Can computer simulators demonstrate how to reduce lung damage in children?

Can computer simulators demonstrate how to reduce lung damage in children?
© iStock/Natali_Mis

According to researchers at the University of Warwick, UK, computer simulators can show how to reduce lung damage in children in intensive care.

It is often necessary for the use of mechanical ventilation for children in intensive care units, but this can damage the lungs of critically ill patients. However, according to engineering researchers it is possible to change ventilator settings to reduce the risk of damage without putting child patients at risk. And this theory to reduce lung damage was tested with computer simulators on replicated patients using data from real patients collected at the Children’s Hospital of Philadelphia, USA.

Computer simulators reducing damage to lungs

One of the most challenging diseases for doctors to manage in the paediatric intensive care unit is Paediatric Acute Respiratory Distress Syndrome (PARDS) and such a condition can arise due to several different causes, such as pneumonia, sepsis, trauma, and drowning.

Mechanical ventilation is a life-saving medical intervention for many such patients, but the forces and stresses applied by the ventilator can themselves further damage the lungs (so-called ventilator induced lung injury – VILI).

Now published in Intensive Care Medicine, Dr. Nadir Yehya, an attending physician in the paediatric intensive care unit at the Children’s Hospital of Philadelphia, along with researchers from the Department of Engineering at the University of Warwick have developed a computer simulator that predicts how different ventilator settings affect the lungs of individual child patients in the ICU.

Dr. Nadir Yehya from the Division of Critical Care Medicine at the Children’s Hospital of Philadelphia commented: “Collaborations such as these are essential for providing safe care for our sickest children.

“Computer simulations have been relatively under-utilised in paediatric intensive care, and we are excited about the opportunities to address critical areas of research using these technologies.”

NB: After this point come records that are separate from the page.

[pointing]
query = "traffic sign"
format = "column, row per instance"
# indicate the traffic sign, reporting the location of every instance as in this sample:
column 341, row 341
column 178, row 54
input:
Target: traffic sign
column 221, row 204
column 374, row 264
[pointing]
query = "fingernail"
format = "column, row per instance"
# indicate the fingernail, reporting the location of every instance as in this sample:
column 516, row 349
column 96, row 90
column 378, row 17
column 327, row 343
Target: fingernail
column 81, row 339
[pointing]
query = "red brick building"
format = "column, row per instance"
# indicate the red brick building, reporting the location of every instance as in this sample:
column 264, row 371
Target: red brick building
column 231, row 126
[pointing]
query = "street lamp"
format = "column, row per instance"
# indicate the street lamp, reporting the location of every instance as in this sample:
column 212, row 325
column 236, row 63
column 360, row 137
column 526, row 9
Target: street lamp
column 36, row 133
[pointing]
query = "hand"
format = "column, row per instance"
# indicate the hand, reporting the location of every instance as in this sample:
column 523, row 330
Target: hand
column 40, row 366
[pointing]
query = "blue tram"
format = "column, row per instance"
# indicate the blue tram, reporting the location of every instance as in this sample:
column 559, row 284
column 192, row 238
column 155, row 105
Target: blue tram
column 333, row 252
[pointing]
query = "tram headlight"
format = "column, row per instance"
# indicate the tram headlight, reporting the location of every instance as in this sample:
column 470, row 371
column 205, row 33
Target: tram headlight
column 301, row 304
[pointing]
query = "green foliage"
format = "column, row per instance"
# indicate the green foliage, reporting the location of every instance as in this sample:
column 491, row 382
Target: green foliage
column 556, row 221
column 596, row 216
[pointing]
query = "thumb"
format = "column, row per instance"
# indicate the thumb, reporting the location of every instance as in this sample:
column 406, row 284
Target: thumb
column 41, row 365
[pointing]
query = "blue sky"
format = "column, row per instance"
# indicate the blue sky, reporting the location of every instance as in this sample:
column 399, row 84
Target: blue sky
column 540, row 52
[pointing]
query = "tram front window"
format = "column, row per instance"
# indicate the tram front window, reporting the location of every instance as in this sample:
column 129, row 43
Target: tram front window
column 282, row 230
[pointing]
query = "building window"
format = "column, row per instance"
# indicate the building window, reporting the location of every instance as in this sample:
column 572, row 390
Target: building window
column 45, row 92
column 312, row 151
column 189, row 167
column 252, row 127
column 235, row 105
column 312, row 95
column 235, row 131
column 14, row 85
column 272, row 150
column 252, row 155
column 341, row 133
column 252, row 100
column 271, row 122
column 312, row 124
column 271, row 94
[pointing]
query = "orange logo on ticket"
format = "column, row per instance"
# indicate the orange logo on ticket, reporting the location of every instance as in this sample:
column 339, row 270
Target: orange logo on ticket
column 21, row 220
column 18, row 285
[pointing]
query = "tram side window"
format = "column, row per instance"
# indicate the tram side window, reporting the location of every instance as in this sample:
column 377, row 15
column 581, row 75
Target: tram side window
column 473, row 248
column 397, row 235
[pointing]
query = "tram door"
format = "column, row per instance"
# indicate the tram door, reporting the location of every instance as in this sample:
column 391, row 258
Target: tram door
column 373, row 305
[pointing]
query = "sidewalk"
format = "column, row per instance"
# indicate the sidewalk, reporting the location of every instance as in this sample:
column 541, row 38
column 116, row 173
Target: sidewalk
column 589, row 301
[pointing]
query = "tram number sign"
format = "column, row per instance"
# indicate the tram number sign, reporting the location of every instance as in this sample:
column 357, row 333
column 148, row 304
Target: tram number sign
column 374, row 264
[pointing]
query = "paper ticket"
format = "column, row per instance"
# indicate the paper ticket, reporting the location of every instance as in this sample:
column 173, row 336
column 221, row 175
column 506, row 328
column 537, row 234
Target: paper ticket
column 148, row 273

Testing the waters of computer simulators

Using patient data, this simulator was used to safely investigate whether, and how, ventilator settings can be changed to be more ‘protective’, such as to lower the risk of causing VILI in different patients, while still maintaining adequate ventilation.

The researchers identified several strategies that, in simulated patients, led to significant reductions in variables that are associated with VILI, such as the volume of air displaced between inhalation and exhalation (known as tidal volumes) and driving pressures.

The next stage of this research will be to test these strategies in patients in formal prospective trials in order to evaluate the clinical benefits of more protective ventilation in real hospital environments.

Professor Declan Bates from the School of Engineering at the University of Warwick commented:

“It has been incredibly exciting to see the potential of computer simulators being realised to develop safer treatment strategies for critically ill children in the intensive care unit. We are sure that combining the expertise of medical doctors and engineers will bring about radical improvements in patient care and medical outcomes over the coming years.”